Early perioperative immunological effects of anaesthesia and analgesia in patients undergoing prostate cancer surgery: A randomised pilot study
A number of retrospective studies published in the last decade have found controversial results for the association between regional analgesia and cancer recurrence following surgery.1,2 It is believed that morphine and inhaled anaesthetics may impair function of important immune cells such as T-lymphocytes and natural killer (NK) cells.3,4 Although preclinical data support this hypothesis, retrospective studies in humans show mixed results. Therefore, we were interested in assessing immunological function in patients undergoing open radical prostatectomy to assess whether the clinical data can be explained in immunological terms. In this prospective, randomised pilot study, our hypothesis was that thoracic epidural analgesia in contrast to patient-controlled analgesia with morphine preserves the innate (monocytes and NK cells) as well as the adaptive (T-cell mediated) immune responses.
Following regional ethics committee approval (Uppsala, Sweden; Dnr 2009/235, 30 September 2009) and enrolment in Clinicaltrials.gov (NCT01367418), informed verbal and written consent were obtained from 26 patients (American Society of Anesthesiologists status 1 to 2) in the age group 50 to 75 years between February 2010 and April 2011.
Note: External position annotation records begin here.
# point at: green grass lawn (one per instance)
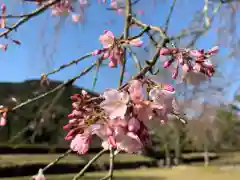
(21, 159)
(179, 173)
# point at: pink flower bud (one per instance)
(168, 51)
(16, 42)
(168, 87)
(96, 52)
(168, 63)
(196, 53)
(175, 73)
(109, 131)
(75, 97)
(136, 42)
(133, 125)
(213, 50)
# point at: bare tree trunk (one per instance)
(177, 149)
(167, 155)
(205, 146)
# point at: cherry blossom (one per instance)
(39, 176)
(115, 103)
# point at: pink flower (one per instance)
(213, 50)
(133, 125)
(115, 103)
(115, 57)
(168, 51)
(39, 176)
(143, 111)
(197, 53)
(129, 142)
(194, 77)
(107, 39)
(80, 143)
(3, 119)
(136, 42)
(75, 18)
(4, 47)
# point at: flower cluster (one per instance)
(196, 61)
(122, 117)
(112, 48)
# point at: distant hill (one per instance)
(51, 110)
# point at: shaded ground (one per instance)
(180, 173)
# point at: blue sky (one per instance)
(65, 41)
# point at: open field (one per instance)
(180, 173)
(21, 159)
(12, 160)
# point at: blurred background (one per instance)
(208, 147)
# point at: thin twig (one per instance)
(127, 22)
(169, 16)
(28, 17)
(76, 61)
(65, 84)
(81, 173)
(109, 176)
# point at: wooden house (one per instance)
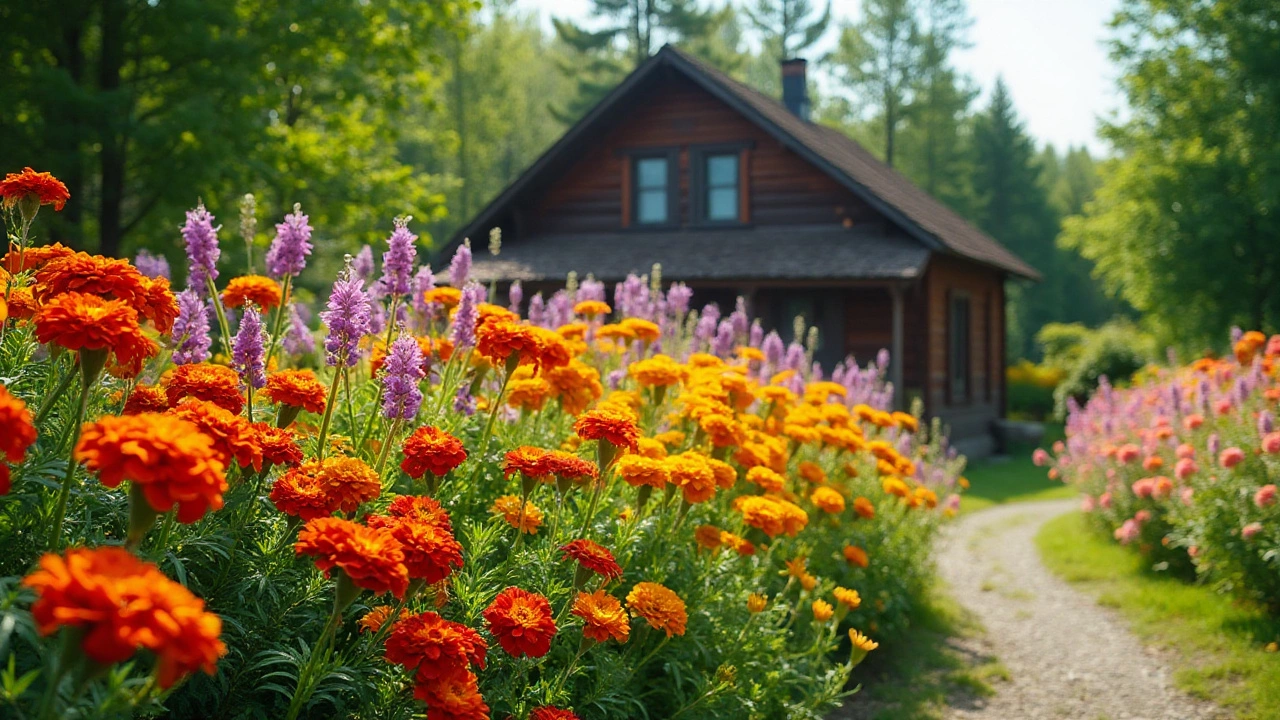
(736, 194)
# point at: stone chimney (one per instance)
(795, 86)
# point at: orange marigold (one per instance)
(167, 458)
(204, 381)
(146, 399)
(320, 487)
(296, 388)
(593, 556)
(603, 616)
(658, 606)
(369, 556)
(233, 436)
(432, 450)
(40, 187)
(122, 604)
(522, 623)
(259, 290)
(86, 322)
(611, 423)
(432, 647)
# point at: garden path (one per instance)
(1068, 657)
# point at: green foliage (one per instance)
(1183, 220)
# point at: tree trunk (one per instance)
(113, 122)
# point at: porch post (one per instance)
(895, 364)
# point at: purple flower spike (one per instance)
(191, 329)
(292, 245)
(151, 265)
(248, 350)
(202, 251)
(401, 376)
(347, 318)
(398, 259)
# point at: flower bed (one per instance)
(575, 513)
(1184, 464)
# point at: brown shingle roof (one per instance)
(800, 253)
(927, 219)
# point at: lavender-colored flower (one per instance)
(460, 268)
(347, 319)
(515, 296)
(298, 338)
(151, 265)
(292, 245)
(464, 333)
(248, 350)
(202, 251)
(362, 265)
(191, 329)
(401, 376)
(398, 259)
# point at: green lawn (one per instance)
(1221, 643)
(1011, 479)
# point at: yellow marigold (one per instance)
(204, 381)
(659, 370)
(645, 331)
(855, 555)
(508, 506)
(257, 290)
(766, 478)
(864, 507)
(168, 459)
(822, 610)
(708, 537)
(693, 475)
(640, 470)
(603, 616)
(849, 598)
(827, 500)
(658, 606)
(592, 308)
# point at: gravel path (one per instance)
(1066, 656)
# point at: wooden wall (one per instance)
(784, 188)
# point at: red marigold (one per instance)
(521, 621)
(42, 187)
(86, 322)
(603, 616)
(432, 450)
(122, 604)
(204, 381)
(233, 436)
(146, 399)
(609, 422)
(296, 388)
(593, 556)
(370, 556)
(259, 290)
(167, 458)
(320, 487)
(433, 647)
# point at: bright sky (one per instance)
(1050, 53)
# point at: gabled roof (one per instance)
(918, 213)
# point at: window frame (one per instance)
(959, 392)
(699, 188)
(672, 156)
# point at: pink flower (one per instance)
(1266, 496)
(1230, 458)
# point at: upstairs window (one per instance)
(721, 191)
(652, 185)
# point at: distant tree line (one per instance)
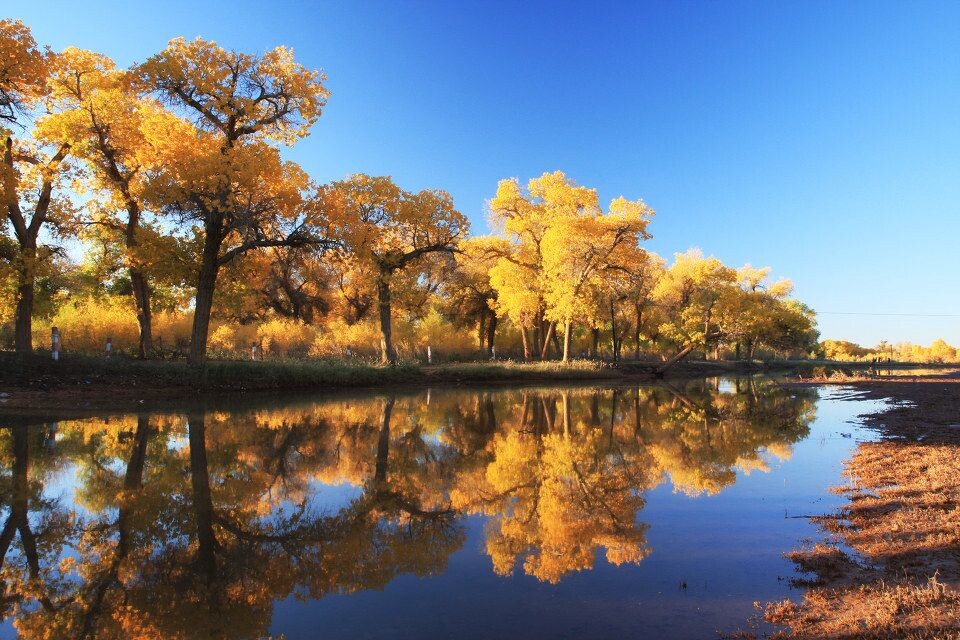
(198, 235)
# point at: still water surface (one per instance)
(581, 512)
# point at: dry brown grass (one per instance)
(902, 521)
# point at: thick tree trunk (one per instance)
(613, 331)
(555, 338)
(206, 285)
(139, 284)
(491, 333)
(383, 445)
(387, 354)
(23, 332)
(636, 332)
(546, 341)
(141, 297)
(567, 335)
(675, 359)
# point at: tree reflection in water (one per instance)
(184, 526)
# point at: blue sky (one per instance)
(820, 138)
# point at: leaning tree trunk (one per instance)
(138, 282)
(23, 332)
(141, 296)
(546, 341)
(675, 359)
(387, 354)
(206, 284)
(613, 331)
(491, 332)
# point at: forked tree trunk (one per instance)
(613, 331)
(675, 359)
(23, 332)
(567, 335)
(636, 333)
(491, 333)
(139, 284)
(203, 304)
(141, 297)
(546, 341)
(202, 498)
(387, 354)
(383, 445)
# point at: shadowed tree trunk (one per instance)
(613, 331)
(202, 498)
(636, 332)
(387, 354)
(26, 231)
(206, 285)
(26, 274)
(138, 282)
(383, 444)
(675, 359)
(524, 335)
(491, 332)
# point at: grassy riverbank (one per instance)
(39, 372)
(888, 565)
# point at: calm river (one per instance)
(540, 512)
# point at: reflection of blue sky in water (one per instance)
(726, 547)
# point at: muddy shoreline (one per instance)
(887, 564)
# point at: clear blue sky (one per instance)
(820, 138)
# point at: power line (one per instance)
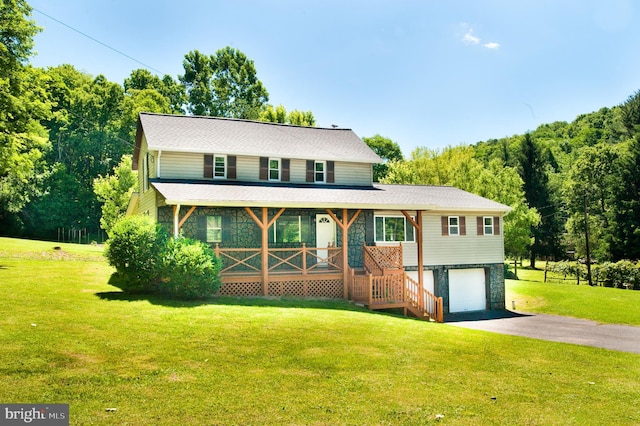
(99, 42)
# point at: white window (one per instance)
(488, 225)
(215, 166)
(214, 229)
(393, 229)
(220, 166)
(145, 173)
(319, 171)
(274, 169)
(290, 229)
(454, 225)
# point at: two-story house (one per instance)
(294, 211)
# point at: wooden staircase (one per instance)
(384, 284)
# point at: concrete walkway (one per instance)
(555, 328)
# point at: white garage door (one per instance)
(467, 291)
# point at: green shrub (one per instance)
(191, 270)
(135, 248)
(621, 274)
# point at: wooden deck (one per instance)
(319, 272)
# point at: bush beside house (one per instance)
(148, 260)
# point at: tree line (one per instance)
(66, 138)
(64, 134)
(574, 188)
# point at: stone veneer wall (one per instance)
(240, 231)
(494, 277)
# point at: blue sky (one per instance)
(422, 73)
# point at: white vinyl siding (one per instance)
(409, 248)
(464, 249)
(147, 202)
(178, 165)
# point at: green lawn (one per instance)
(602, 304)
(69, 337)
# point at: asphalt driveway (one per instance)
(555, 328)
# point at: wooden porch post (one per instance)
(345, 224)
(176, 221)
(264, 225)
(417, 225)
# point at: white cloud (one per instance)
(469, 38)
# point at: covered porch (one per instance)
(380, 283)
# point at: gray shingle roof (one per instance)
(242, 137)
(381, 197)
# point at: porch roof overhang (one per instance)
(375, 197)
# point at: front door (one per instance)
(325, 235)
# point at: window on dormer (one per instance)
(274, 169)
(319, 171)
(215, 166)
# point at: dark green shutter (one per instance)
(208, 166)
(264, 168)
(231, 166)
(310, 171)
(331, 178)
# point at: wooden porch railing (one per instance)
(294, 259)
(396, 290)
(382, 260)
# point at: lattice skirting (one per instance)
(331, 288)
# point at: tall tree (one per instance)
(142, 79)
(458, 167)
(114, 191)
(387, 150)
(588, 190)
(279, 114)
(84, 129)
(224, 84)
(197, 82)
(237, 92)
(23, 141)
(533, 172)
(625, 230)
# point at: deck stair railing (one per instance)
(383, 260)
(384, 284)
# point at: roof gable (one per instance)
(183, 133)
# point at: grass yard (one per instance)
(602, 304)
(69, 337)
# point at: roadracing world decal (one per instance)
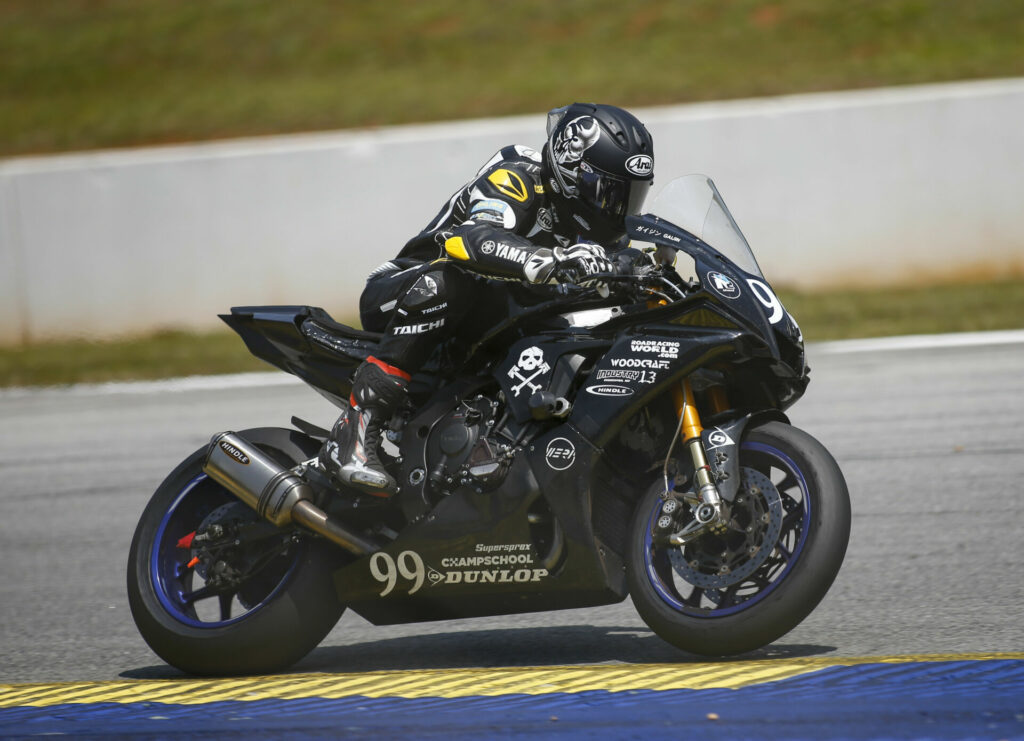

Patients’ randomisation and concealed allocation to Group P (general anaesthesia and analgesia with postoperative patient-controlled analgesia) or Group E (combined, general and epidural anaesthesia with patient-controlled thoracic epidural analgesia postoperatively) was done by using cards inserted into opaque, sealed envelopes by an independent person not involved in the study. The study was only blinded to laboratory personnel involved in biochemical assays. In addition, eight healthy men serving as the control group (Group C) were recruited to measure the natural variation in NK-cell cytotoxicity. Perioperative analyses included sub-populations of leucocytes, cell-mediated immune response after mitogen stimulation, NK-cell cytotoxicity, vascular endothelial growth factor (VEGF) and IFN-g/IL-10 ratio. Blood samples were obtained from patients enrolled in a previous study investigating the neurohormonal and the acute inflammatory response after radical retropubic prostatectomy.5
Immunological analysis of leucocyte populations was determined by flow cytometry after immunostaining. Flow cytometric assay of specific cell-mediated immune response in activated whole blood and flow cytometric assay of NK cells immune response in activated whole blood were used to measure the degree of proliferation of lymphocytes and monocytes after stimulation with mitogens, as well as NK-cell cytotoxicity preoperatively, and at 24 and 72 h after the first blood sampling.
Continuous data or interval scaled data were summarised with mean and SD and analysed with unpaired t test. Ordinal scale data were summarised with median and range and analysed using the Mann–Whitney U test and corrected for repeated measurements with Bonferroni–Holm correction. The immunological data were analysed by analysis of variances for repeated measurements as a general linear model. Log transformation was used if needed because of skewed distributions. All analyses used SPSS version 17.0 (SPSS Inc., Chicago, Illinois, USA). A P value of less than 0.05 was considered to be statistically significant.
We found no statistically significant differences in NK-cell cytotoxicity expressed in percentage between Groups P and E over time (P = 0.54 at 24 h and P = 0.41 at 72 h). The variation of NK-cell cytotoxicity in Group C (unoperated) was 1.6 (0 to 37.7), 6.5 (0.70 to 16.91) and 8.2 (2.15 to 32.7) preoperatively and at 24 and 72 h, respectively, postoperatively. The reactivity of T-lymphocytes sub-populations did not show statistically significant differences between Groups P and E at any time point (T-helper CD4+, P = 0.54; T-cytotoxic CD8+, P = 0.72). The CD4+/CD8+ ratio remained constant between the groups over time (P = 0.99). We observed a better preserved cytotoxic T-lymphocyte population in Group E and T-helper lymphocytes in Group P, postoperatively. After mitogen stimulation with phytohaemoagglutinin, neither the cytotoxic lymphocytes nor the T-helper sub-population differed significantly between the groups at any measured times (Table 1).